Professor Atina Grossmann (The Cooper Union, New York City) - German Jews fleeing Nazi Persecution: Trauma, Privilege, and Adventure in the “Orient"
This lecture examines the intensely ambivalent and paradoxical experiences, sensibilities, and emotions of bourgeois Jews who found refuge in Iran after 1933. Uprooted and with only an inchoate anxious sense of their families’ fate or what their future held, they were also oddly privileged as adventurous Europeans in an exotic quasi-colonial “Orient.” In flight from homelands that had condemned them as racially inferior they carried with them a fraught sense of cultural superiority as well as a cosmopolitan curiosity about the multicultural worlds they encountered while living in “global transit.”Drawing on archival sources and an extensive collection of family memorabilia, photographs, and correspondence, the talk probes refugees’ understanding of their own unstable position, the changing geopolitical situation, and emerging revelations about the destruction of European Jewry.
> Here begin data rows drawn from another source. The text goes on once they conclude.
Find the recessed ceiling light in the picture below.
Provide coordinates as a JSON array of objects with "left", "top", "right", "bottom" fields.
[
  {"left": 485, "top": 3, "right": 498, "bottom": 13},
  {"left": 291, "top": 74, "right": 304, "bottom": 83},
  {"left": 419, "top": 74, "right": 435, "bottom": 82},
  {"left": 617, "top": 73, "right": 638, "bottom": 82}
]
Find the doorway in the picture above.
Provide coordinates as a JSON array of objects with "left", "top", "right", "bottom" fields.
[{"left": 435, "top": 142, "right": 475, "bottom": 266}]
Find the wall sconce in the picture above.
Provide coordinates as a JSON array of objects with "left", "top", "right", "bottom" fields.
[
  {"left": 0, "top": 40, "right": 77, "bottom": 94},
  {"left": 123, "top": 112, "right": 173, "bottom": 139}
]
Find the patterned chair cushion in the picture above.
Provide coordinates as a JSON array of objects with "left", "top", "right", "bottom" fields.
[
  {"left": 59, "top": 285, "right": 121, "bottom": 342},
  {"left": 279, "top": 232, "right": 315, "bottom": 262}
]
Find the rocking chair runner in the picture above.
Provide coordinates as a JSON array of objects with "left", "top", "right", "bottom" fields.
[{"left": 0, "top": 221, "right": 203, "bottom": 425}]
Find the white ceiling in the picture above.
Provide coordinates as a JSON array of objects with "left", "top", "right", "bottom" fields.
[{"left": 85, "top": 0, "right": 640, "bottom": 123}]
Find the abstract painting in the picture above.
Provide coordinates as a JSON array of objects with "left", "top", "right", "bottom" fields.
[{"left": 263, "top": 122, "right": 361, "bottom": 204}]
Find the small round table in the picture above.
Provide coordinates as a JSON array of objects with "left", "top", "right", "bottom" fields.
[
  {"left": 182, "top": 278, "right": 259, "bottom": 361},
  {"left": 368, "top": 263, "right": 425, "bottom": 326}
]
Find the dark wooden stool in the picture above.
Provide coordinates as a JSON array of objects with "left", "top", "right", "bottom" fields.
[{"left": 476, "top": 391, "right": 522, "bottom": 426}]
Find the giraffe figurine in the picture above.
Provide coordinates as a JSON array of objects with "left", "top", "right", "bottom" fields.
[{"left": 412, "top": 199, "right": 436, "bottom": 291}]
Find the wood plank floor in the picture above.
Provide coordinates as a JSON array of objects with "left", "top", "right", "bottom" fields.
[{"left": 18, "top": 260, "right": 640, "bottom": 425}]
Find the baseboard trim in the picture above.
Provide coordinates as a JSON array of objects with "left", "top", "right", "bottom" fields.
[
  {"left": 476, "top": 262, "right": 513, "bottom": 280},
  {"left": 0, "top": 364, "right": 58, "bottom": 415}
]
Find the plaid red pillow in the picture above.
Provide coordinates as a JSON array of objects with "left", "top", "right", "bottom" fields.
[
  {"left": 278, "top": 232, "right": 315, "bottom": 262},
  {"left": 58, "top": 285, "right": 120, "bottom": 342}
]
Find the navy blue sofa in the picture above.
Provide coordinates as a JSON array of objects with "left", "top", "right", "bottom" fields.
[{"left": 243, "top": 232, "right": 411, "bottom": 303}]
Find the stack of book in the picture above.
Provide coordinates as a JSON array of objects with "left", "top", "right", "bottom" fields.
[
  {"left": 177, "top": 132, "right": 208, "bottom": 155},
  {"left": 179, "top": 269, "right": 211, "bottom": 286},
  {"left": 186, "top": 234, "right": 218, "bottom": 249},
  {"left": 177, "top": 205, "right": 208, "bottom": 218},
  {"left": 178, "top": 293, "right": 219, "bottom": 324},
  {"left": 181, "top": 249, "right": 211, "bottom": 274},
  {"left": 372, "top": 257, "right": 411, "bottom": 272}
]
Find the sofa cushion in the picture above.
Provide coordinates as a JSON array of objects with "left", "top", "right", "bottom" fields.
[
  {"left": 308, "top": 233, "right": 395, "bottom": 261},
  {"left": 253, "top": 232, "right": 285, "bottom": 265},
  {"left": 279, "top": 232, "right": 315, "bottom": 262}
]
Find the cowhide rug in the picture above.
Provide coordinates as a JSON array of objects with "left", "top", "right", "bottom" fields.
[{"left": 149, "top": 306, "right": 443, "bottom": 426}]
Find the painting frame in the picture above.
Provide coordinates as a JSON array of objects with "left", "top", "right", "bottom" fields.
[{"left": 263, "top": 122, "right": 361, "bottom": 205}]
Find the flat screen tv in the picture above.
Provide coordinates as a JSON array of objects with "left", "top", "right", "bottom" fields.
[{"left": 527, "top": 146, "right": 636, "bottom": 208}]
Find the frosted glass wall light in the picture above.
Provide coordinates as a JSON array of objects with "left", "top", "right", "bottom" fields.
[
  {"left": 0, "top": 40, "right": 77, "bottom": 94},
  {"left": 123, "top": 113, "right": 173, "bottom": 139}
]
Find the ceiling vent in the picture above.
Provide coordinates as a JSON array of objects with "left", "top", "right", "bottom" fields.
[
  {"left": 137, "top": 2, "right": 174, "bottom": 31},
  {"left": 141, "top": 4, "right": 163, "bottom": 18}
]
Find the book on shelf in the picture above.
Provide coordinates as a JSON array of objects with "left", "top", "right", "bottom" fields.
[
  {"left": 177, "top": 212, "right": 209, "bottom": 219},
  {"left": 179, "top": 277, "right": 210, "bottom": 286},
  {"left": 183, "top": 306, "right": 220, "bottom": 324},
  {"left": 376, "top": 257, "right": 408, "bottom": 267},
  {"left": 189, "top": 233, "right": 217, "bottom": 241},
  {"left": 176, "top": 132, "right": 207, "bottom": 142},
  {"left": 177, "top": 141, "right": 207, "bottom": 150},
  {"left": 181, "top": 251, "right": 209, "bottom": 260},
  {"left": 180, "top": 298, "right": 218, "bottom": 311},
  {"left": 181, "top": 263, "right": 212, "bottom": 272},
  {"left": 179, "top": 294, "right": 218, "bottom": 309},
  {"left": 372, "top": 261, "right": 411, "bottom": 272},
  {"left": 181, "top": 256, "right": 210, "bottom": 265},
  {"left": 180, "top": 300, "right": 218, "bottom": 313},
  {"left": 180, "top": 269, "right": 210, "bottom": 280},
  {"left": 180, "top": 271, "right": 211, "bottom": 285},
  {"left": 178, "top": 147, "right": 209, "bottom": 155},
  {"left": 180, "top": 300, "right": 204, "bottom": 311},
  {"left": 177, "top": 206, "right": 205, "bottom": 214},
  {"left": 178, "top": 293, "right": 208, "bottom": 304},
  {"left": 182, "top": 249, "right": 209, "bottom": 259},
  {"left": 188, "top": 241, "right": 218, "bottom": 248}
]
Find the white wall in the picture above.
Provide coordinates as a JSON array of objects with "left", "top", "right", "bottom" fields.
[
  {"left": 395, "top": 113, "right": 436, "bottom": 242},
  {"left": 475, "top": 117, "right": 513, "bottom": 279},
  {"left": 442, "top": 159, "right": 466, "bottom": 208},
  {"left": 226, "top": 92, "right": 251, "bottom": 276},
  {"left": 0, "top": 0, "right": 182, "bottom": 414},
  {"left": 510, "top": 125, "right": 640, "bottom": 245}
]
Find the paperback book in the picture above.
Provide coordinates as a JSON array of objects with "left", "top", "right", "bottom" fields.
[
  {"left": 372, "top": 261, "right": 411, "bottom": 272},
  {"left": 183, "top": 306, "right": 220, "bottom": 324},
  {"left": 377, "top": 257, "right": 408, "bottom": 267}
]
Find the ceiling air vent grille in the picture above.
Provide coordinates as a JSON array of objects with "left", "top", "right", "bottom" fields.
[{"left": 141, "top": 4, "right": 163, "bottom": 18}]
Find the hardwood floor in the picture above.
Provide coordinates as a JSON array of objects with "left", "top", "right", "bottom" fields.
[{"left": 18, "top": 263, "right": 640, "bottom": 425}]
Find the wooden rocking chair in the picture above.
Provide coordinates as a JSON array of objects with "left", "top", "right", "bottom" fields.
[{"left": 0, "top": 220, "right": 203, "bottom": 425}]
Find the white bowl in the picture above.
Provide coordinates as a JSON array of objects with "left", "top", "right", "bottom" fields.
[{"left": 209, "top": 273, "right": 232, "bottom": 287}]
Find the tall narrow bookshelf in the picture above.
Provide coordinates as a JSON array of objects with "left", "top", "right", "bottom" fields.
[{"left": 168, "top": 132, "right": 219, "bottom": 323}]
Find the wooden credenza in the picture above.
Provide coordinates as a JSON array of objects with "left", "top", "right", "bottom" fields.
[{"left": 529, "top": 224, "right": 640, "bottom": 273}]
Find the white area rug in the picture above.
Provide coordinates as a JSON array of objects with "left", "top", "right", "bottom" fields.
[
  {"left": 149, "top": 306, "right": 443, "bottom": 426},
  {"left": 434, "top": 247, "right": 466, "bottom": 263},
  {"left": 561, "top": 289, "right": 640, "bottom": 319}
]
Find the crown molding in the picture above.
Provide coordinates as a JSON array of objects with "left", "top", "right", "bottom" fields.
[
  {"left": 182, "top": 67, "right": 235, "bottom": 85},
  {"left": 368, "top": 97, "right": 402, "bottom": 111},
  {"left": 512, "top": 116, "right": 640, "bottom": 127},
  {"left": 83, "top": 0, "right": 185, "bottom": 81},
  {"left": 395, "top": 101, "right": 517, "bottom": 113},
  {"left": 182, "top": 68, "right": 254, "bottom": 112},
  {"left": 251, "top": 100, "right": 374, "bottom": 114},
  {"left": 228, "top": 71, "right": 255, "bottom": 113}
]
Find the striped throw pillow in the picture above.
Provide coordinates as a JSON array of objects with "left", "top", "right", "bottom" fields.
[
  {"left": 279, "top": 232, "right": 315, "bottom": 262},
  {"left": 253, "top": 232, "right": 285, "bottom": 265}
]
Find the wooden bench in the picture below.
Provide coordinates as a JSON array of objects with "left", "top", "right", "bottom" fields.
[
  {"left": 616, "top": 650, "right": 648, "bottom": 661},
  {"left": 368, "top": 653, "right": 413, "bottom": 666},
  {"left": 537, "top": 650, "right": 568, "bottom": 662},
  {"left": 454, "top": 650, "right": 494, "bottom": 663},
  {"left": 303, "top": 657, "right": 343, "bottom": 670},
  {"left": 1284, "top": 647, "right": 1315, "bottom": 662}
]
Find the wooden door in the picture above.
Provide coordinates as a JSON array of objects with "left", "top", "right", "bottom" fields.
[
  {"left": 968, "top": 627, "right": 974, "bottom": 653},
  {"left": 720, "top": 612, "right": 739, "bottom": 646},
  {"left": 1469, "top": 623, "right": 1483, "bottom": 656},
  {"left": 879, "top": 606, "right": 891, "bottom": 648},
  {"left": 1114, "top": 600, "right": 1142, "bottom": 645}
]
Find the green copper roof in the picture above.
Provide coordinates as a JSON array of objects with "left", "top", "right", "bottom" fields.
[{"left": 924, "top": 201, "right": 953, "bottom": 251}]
It highlights the significance of gender and age and the challenges of narrating a family story folded into a larger historical “remapping” of war, Holocaust, empire, and displacement.
Atina Grossmann is Professor of History at the Cooper Union in New York City and the author and editor of several books on film on Holocaust and Jewish history.
The Holocaust Memorial Lecture 2022 is organized jointly by the Stanley Burton Centre for Holocaust and Genocide Studies at the University of Leicester/UK and the Institute for the History of the German Jews, Hamburg/Germany.